My co-blogger, Michael Burleigh, claimed yesterday that the English Defence League had no demonstrable connections with the British National Party. I would have to disagree with this, as I am aware of at least two. Firstly, as revealed by the Times, the EDL’s web designer is none other than Chris Renton, who also acts as the BNP’s ‘web guy’. The indispensable Searchlight Magazine have also identified another BNP member at the heart of EDL operations, Davy Cooling, who they claim is an activist for the EDL’s Luton wing. Despite this, the EDL insist they do not support the BNP and are not a racist organisation. It is also important to consider at this point that two of the country’s nastiest racist groups were present at the EDL demonstrations in Luton. According to the Blood and Honour (a UK neo-Nazi group formed in the 1980s) online forum, a number of its members attended the EDL’s Luton protests (screen shots of this closed forum are in my possession) and Searchlight make the claim that a member of the National Front had also attended.
Although unlikely, the EDL’s rejection of accusations of racism and BNP support may be genuine (it is difficult to prove this beyond any doubt), but charges levelled at them as being anti-Muslim bigots will be far more difficult to swat away. In a recent interview (45 seconds into the below video – try your best to ignore terror apologist Salma Yaqoob) with talkSport radio, EDL spokesman Paul Ray admitted that they are not only protesting against Islamic extremists, but in fact the EDL’s beef is with ‘all devout Muslims’. Similarly the BNP’s Nick Griffin has also made accusations that all Muslims who devoutly follow their religion are by definition a threat to this country and Europe.
Incidentally, EDL spokesman Paul Ray is also the pro BNP blogger known as Lionheart.
This is no way to approach a very serious issue, and in fact makes the job of liberals who do recognise the problem many times harder. As it stands, and with only a handful of notable exceptions, the subject of Islamic extremism is only being properly dealt with by people and organisations considered to be ‘right wing’. It therefore becomes all too easy for those who (somehow unashamedly) call themselves part of the left and have allied with Islamists, to accuse people of being far right racists if they dare to identify Islamism as a problematic ideology (at a recent Stop the War Coalition event Lindsey German made this very accusation). The recent adoption of the cause against Islamic extremism by the far right simply feeds into already established perceptions of anti-Islamists that exist among Islamists and their apologists, and allows their scurrilous accusations to be taken mildly seriously.
Whereas progressives are able to make the distinction between a devout Muslim and an extremist or an Islamist, the BNP and EDL insist on the rather patronising assumption that whether a practicing Muslim likes it or not, they are an extremist.

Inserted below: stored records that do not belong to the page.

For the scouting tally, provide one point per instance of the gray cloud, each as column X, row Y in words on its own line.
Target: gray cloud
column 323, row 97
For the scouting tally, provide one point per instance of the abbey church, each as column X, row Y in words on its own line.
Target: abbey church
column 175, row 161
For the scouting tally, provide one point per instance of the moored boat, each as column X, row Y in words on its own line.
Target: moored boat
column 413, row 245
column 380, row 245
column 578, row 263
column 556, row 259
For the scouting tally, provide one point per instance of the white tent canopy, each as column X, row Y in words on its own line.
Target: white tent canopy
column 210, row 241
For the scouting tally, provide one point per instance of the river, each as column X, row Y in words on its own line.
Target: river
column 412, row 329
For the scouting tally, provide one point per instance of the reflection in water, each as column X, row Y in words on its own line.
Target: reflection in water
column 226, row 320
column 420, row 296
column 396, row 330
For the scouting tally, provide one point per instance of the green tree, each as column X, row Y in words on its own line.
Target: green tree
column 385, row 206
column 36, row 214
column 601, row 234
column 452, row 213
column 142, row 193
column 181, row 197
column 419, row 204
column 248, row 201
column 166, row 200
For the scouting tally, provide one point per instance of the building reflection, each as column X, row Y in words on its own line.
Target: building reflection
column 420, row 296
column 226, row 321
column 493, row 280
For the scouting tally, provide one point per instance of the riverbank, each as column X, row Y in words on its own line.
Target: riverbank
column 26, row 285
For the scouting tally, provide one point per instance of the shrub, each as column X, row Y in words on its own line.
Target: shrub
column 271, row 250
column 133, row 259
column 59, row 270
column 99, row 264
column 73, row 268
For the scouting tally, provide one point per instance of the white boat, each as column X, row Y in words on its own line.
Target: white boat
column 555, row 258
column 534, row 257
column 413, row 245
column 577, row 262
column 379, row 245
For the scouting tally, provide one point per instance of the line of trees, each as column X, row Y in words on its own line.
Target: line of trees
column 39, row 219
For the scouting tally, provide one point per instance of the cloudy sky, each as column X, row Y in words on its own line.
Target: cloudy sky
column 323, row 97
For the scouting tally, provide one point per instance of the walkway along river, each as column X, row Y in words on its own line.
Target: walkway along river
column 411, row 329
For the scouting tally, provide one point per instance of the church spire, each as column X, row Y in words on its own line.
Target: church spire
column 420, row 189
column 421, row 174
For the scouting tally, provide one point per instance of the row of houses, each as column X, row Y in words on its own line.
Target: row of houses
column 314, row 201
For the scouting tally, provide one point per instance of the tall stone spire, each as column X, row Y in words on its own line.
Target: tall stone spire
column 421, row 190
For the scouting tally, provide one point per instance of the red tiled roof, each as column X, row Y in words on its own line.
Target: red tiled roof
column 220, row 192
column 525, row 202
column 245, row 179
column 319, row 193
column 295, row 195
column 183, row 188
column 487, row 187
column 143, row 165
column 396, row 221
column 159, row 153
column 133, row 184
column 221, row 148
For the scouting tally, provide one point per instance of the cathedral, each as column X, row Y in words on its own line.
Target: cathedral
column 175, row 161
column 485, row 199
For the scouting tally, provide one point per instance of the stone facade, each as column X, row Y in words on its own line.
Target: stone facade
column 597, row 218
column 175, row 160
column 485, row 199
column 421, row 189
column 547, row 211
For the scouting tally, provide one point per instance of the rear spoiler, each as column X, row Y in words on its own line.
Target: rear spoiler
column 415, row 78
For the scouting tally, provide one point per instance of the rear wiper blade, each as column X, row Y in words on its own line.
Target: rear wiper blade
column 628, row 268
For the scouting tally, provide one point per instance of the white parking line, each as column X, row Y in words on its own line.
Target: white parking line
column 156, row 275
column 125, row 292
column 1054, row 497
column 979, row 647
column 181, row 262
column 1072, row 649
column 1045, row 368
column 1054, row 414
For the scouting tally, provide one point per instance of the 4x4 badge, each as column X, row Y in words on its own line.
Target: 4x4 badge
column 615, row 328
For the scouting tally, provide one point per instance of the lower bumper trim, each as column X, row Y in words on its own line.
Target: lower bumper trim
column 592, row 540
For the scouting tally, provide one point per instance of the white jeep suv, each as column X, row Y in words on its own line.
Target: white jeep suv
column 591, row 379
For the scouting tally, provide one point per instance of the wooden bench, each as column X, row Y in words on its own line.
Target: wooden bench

This is based on a very simplistic understanding of the core texts of Islam which discounts 1400 years of interpretation and scholarship and ignores the possibility that, rather than forever seeking to convert or kill all of us, the vast majority of Muslims follow their faith in a private and personal manner.
Within the world of anti-jihadism, there is a clear divide between those who consider all Muslims to be a threat and those who understand that the problem lies within a small but very influential section of the Islamic world. Siding with the former should not be an option as it requires a total disavowal and abandonment of liberal and pluralist values based solely on the basis of a mutual foe.